Scientists at the University of Lisbon might have resolved the 350-year-old mystery of the pendulum clocks that synchronize their swings over time.

Dutch scientist Christiaan Huygens invented the pendulum clock in 1656, but it was 10 years later when he noticed something odd on the clocks while he was staring at them from his bed: the clocks synchronize their swings over time, even if you start them on opposite directions.

The mysterious synchronization of swings, also known as the "odd kind of sympathy," has baffled scientists for centuries. That is, until scientists started analyzing the pendulum clocks and concluded that the clocks could be influencing each other's swings through sound pulses.

The researchers experimented with two pendulum clocks attached to an aluminum rail fixed on a wall.

"Nobody tested properly the idea of clocks hanging on the same wall," Henrique Oliveira, study co-author and a mathematician at the University of Lisbon and co-author, told Live Science.

Oliveira worked with Luís Melo, a physicist at the University of Lisbon, in developing a mathermatical model that would calculate the sound pulses that could travel through the wall from clock to clock.

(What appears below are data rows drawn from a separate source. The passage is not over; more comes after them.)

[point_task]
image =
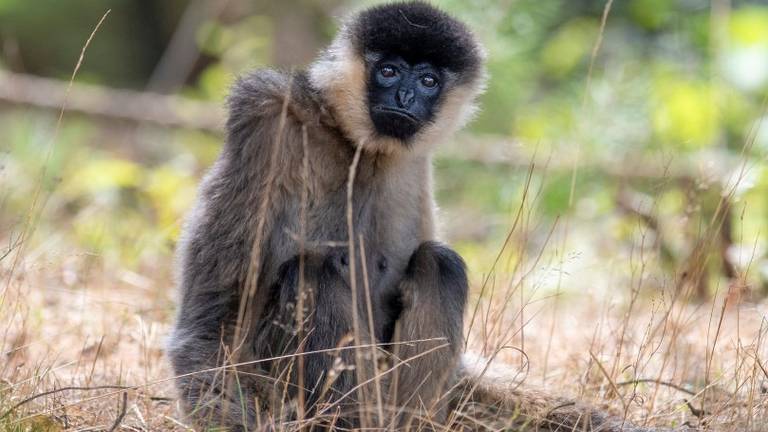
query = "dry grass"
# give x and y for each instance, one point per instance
(82, 341)
(72, 324)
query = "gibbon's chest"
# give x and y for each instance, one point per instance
(387, 208)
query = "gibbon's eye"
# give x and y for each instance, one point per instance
(387, 71)
(429, 81)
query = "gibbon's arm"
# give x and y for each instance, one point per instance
(214, 253)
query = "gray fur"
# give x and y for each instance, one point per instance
(391, 194)
(418, 286)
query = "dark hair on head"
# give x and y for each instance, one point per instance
(416, 30)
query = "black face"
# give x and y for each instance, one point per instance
(402, 97)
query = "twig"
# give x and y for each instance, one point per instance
(109, 103)
(121, 415)
(653, 381)
(59, 390)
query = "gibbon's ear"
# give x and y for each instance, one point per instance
(417, 32)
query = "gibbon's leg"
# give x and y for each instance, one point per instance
(434, 294)
(198, 354)
(330, 377)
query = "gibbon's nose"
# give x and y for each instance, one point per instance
(405, 97)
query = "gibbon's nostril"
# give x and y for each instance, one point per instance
(405, 97)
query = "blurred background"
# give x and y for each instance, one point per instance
(659, 144)
(611, 198)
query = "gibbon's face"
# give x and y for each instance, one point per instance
(402, 96)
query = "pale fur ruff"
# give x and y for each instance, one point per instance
(341, 74)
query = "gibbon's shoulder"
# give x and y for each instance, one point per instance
(259, 96)
(256, 95)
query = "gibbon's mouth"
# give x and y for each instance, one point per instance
(399, 112)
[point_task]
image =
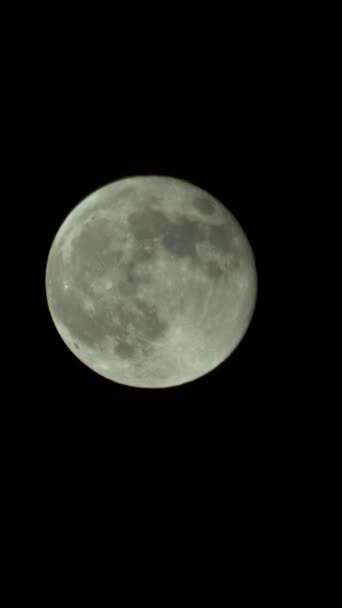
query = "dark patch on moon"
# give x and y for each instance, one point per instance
(147, 224)
(204, 205)
(125, 350)
(220, 237)
(182, 237)
(213, 269)
(146, 326)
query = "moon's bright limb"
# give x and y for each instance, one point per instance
(151, 282)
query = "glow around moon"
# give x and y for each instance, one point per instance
(151, 282)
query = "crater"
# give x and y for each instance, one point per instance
(182, 237)
(213, 269)
(147, 224)
(220, 237)
(204, 205)
(125, 350)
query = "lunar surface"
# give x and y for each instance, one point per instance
(151, 282)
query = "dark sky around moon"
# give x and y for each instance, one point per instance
(226, 124)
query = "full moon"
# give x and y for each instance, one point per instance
(151, 282)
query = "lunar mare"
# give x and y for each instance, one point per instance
(151, 282)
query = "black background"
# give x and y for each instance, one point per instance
(211, 459)
(229, 132)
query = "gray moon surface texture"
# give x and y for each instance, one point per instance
(151, 282)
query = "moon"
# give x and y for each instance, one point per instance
(151, 282)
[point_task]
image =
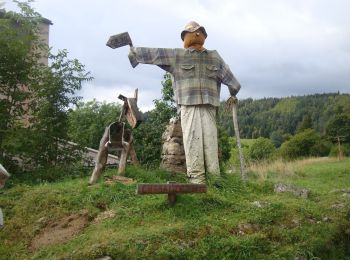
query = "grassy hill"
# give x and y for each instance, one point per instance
(69, 220)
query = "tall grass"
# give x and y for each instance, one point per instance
(282, 169)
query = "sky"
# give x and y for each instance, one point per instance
(275, 48)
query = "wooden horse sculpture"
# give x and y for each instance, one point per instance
(118, 138)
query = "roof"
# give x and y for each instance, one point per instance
(4, 15)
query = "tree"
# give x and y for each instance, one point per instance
(35, 97)
(338, 126)
(19, 68)
(277, 138)
(262, 149)
(88, 121)
(305, 123)
(52, 97)
(148, 135)
(303, 144)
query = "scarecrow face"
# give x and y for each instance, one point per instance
(194, 39)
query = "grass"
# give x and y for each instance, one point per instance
(224, 223)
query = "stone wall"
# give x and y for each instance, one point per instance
(173, 154)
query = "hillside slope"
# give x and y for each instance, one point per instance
(69, 220)
(263, 116)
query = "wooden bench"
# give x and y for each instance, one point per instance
(170, 188)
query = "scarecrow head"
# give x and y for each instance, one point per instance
(194, 36)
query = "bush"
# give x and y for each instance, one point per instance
(262, 149)
(306, 143)
(345, 148)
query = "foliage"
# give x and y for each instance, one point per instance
(36, 96)
(224, 145)
(148, 135)
(262, 149)
(306, 143)
(19, 67)
(304, 124)
(338, 127)
(87, 121)
(53, 96)
(262, 117)
(277, 138)
(235, 222)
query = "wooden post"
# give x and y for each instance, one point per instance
(101, 158)
(238, 140)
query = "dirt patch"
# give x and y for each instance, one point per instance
(121, 179)
(61, 230)
(105, 215)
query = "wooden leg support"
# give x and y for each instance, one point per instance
(101, 158)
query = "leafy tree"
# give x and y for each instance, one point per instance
(35, 98)
(148, 135)
(304, 124)
(88, 121)
(303, 144)
(277, 138)
(338, 126)
(262, 149)
(19, 67)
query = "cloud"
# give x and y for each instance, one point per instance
(274, 48)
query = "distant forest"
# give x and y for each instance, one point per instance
(263, 117)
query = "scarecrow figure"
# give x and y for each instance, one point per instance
(197, 77)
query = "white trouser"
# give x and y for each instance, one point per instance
(200, 141)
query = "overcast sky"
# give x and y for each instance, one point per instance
(275, 48)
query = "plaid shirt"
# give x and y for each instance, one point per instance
(197, 75)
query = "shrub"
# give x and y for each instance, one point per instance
(262, 149)
(306, 143)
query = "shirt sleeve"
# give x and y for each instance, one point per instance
(162, 57)
(226, 76)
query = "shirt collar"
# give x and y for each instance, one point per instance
(190, 49)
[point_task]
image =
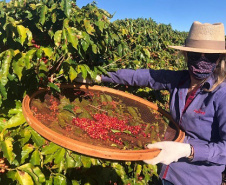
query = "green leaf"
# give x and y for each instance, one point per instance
(70, 162)
(25, 136)
(54, 17)
(15, 121)
(50, 149)
(7, 149)
(67, 7)
(43, 13)
(83, 70)
(71, 36)
(89, 27)
(120, 50)
(53, 87)
(4, 70)
(86, 161)
(35, 158)
(38, 140)
(115, 131)
(94, 48)
(22, 33)
(147, 53)
(59, 156)
(18, 66)
(26, 150)
(57, 37)
(59, 180)
(36, 174)
(100, 25)
(72, 73)
(48, 51)
(3, 92)
(24, 178)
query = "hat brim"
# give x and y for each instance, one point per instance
(198, 50)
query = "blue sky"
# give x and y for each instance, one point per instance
(179, 13)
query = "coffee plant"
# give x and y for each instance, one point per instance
(44, 43)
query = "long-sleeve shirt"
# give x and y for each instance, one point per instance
(202, 115)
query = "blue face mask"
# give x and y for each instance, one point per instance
(201, 68)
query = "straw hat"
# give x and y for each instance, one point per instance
(204, 38)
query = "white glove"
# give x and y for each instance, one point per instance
(88, 80)
(170, 152)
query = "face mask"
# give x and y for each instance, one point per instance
(201, 68)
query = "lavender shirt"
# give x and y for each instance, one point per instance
(204, 122)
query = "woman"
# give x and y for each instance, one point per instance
(197, 104)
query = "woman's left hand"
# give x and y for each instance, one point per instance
(170, 152)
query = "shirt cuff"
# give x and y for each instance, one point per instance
(201, 152)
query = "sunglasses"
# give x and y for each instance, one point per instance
(212, 57)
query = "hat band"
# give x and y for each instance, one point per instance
(205, 44)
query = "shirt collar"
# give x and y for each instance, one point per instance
(208, 83)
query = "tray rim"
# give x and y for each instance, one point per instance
(89, 149)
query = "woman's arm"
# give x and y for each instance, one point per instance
(214, 152)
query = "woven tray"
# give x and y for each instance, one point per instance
(173, 132)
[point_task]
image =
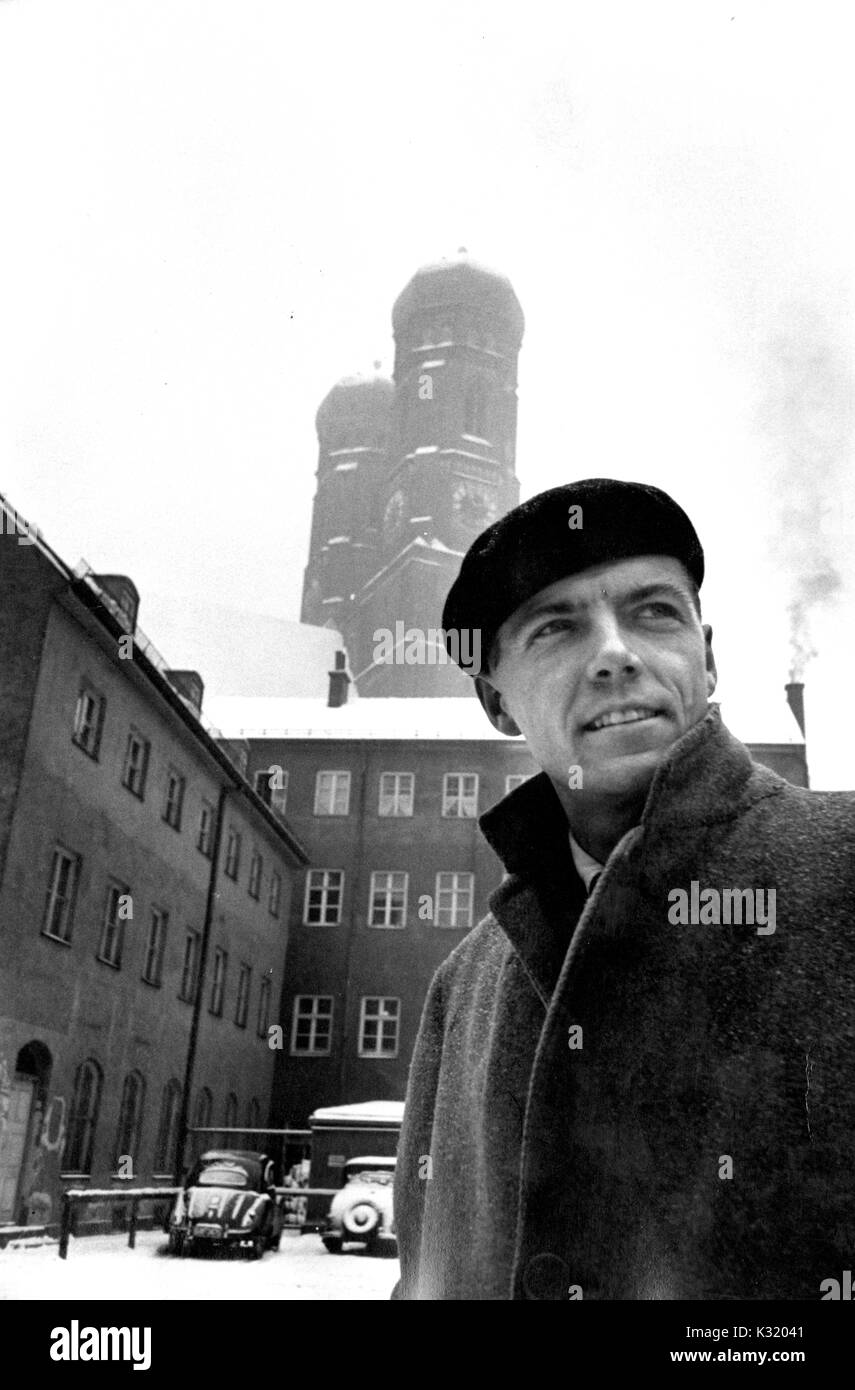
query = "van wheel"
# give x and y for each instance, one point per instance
(362, 1221)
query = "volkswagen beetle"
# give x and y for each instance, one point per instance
(228, 1200)
(363, 1208)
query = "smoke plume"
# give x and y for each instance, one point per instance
(808, 420)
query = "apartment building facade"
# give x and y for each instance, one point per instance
(124, 911)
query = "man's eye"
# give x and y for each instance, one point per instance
(555, 624)
(658, 609)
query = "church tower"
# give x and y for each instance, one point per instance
(353, 424)
(451, 463)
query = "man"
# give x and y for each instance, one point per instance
(634, 1079)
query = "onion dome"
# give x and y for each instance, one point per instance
(360, 402)
(453, 282)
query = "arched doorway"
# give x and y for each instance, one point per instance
(22, 1122)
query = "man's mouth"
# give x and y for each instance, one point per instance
(622, 716)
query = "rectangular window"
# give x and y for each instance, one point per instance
(232, 854)
(136, 763)
(255, 875)
(189, 970)
(323, 906)
(455, 894)
(155, 947)
(110, 948)
(331, 794)
(61, 893)
(312, 1027)
(243, 987)
(460, 795)
(378, 1027)
(218, 982)
(206, 830)
(396, 794)
(174, 804)
(263, 1008)
(271, 784)
(388, 900)
(89, 720)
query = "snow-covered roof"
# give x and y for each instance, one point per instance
(398, 717)
(449, 716)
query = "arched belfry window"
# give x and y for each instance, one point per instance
(82, 1121)
(474, 417)
(167, 1130)
(129, 1118)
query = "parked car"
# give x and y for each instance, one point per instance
(228, 1200)
(363, 1208)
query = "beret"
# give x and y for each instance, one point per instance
(542, 541)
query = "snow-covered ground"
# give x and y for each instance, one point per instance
(103, 1268)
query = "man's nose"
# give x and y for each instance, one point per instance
(611, 653)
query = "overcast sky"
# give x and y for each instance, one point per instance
(209, 209)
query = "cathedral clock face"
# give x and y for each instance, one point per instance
(394, 514)
(474, 503)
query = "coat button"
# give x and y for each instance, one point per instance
(547, 1278)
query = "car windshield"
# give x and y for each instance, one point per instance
(221, 1176)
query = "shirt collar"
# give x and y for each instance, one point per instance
(705, 777)
(585, 865)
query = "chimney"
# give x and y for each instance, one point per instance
(121, 597)
(338, 683)
(189, 685)
(795, 699)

These pulses interferes with the swings of the pendulums, which caused them to synchronize their swings.

"We could verify that the energy transfer is through a sound pulse," Melo said, adding that the finding not only solves "an old, fundamental problem," but also provides an understanding of other types of oscillators, according to The Guardian.

The researchers plan to continue their study by analyzing the behavior of other oscillators, including the electronic oscillators used in microchips.

The study was published in the July 23 issue of Scientific Reports.